Spire adjusts the following items from one or more of its non-GAAP financial measures:

Loss on satellite deorbit, launch failure and decommissioning. Spire excludes loss on satellite deorbit, launch failure and decommissioning because if there was no loss, the expense would be accounted for as depreciation and would also be excluded as part of its EBITDA calculation.

Change in fair value of warrant liabilities and contingent earnout liability. Spire excludes these items as they do not reflect the underlying cash flows or operational results of the business.

Other income (expense), net. Spire excludes other income (expense), net because it includes one-time and other items that do not reflect the underlying operational results of the business.

Stock-based compensation. Spire excludes stock-based compensation expenses primarily because they are non-cash expenses that it excludes from its internal management reporting processes. Spire also finds it useful to exclude these expenses when management assesses the appropriate level of various operating expenses and resource allocations when budgeting, planning, and forecasting future periods. Moreover, because of varying available valuation methodologies, subjective assumptions and the variety of award types that companies can use under FASB ASC Topic 718, Stock Compensation, Spire believes excluding stock-based




compensation expenses allows investors to make meaningful comparisons between its recurring core business operating results and those of other companies.

Amortization of purchased intangibles. Spire incurs amortization expense for purchased intangible assets in connection with acquisitions of certain businesses and technologies. Amortization of intangible assets is a non-cash expense and is inconsistent in amount and frequency because it is significantly affected by the timing, size of acquisitions and the inherent subjective nature of purchase price allocations. Because these costs have already been incurred and cannot be recovered, and are non-cash expenses, Spire excludes these expenses for its internal management reporting processes. Spire's management also finds it useful to exclude these charges when assessing the appropriate level of various operating expenses and resource allocations when budgeting, planning and forecasting future periods. It is important to note that while this amortization expense is excluded for purposes of non-GAAP presentation, the revenue of the acquired businesses is reflected in the non-GAAP measures and that the assets contribute to revenue generation.


Other acquisition accounting amortization. Spire incurs amortization expense for purchased data rights in connection with the acquisition of exactEarth and certain technologies. Amortization of this asset is a non-cash expense that can be significantly affected by the inherent subjective nature of the assigned value and useful life. Because this cost has already been incurred and cannot be recovered, and is a non-cash expense, Spire excludes this expense for its internal management reporting processes. Spire's management also finds it useful to exclude this charge when assessing the appropriate level of various operating expenses and resource allocations when budgeting, planning and forecasting future periods. It is important to note that while this expense is excluded for purposes of non-GAAP presentation, the revenue of the acquired companies is reflected in the non-GAAP measures and that the assets contribute to revenue generation.

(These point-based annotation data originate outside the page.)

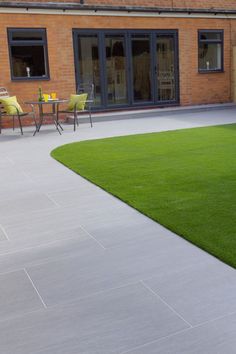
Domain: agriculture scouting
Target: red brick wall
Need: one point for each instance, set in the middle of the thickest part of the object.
(195, 88)
(207, 4)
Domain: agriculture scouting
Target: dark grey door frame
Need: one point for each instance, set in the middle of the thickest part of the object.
(101, 33)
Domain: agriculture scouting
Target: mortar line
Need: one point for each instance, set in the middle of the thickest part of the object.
(32, 283)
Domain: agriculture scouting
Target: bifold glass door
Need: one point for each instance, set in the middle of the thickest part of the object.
(116, 70)
(141, 68)
(128, 68)
(165, 64)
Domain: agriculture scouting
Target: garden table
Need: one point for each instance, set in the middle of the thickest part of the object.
(54, 104)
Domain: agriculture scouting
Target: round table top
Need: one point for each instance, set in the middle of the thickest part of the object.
(50, 101)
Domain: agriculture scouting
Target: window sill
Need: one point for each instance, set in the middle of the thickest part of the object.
(210, 71)
(30, 78)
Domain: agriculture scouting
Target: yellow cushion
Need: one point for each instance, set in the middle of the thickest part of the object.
(78, 100)
(10, 105)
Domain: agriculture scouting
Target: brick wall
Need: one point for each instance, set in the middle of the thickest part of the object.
(206, 4)
(195, 88)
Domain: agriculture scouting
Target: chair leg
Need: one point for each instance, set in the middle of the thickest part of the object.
(90, 117)
(75, 118)
(20, 124)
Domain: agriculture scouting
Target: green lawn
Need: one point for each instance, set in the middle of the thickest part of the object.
(184, 179)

Mergers and acquisition related expenses. Spire excludes these expenses as they are transaction costs and expenses associated with the transaction that are generally one time in nature and not reflective of the underlying operational results of Spire’s business. Examples of these types of expenses include legal, accounting, regulatory, other consulting services, severance, and other employee costs.


Loss on extinguishment of debt. Spire excludes this as it does not reflect the underlying cash flows or operational results of the business.

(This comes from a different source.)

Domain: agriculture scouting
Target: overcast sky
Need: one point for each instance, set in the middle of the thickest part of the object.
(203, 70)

Foreign exchange gain/loss. Spire is exposed to foreign currency gains or losses on outstanding foreign currency denominated receivables and payables related to certain customer sales agreements, product costs and other operating expenses. As Spire does not actively hedge these currency exposures, changes in the underlying currency rates relative to the U.S. dollar may result in realized and unrealized foreign currency gains and losses between the time these




receivables and payables arise and the time that they are settled in cash. Since such realized and unrealized foreign currency gains and losses are the result of macro-economic factors and can vary significantly from one period to the next, Spire believes that exclusion of such realized and unrealized gains and losses is useful to management and investors in evaluating the performance of its ongoing operations on a period-to-period basis.


Other unusual and infrequent costs. Spire excludes these as they are unusual items that do not reflect the ongoing operational results of its business. Examples of these types of expenses include accounting, legal and other professional fees associated with the preparation and filing of Spire’s September 2022 Form S-3 shelf registration statement and “at-the-market” offering prospectus supplement, and the December 2022 warrant exchange.

Our additional non-GAAP measures include:


Free Cash Flow. Spire defines free cash flow as net cash used in operating activities reduced by purchases of property and equipment.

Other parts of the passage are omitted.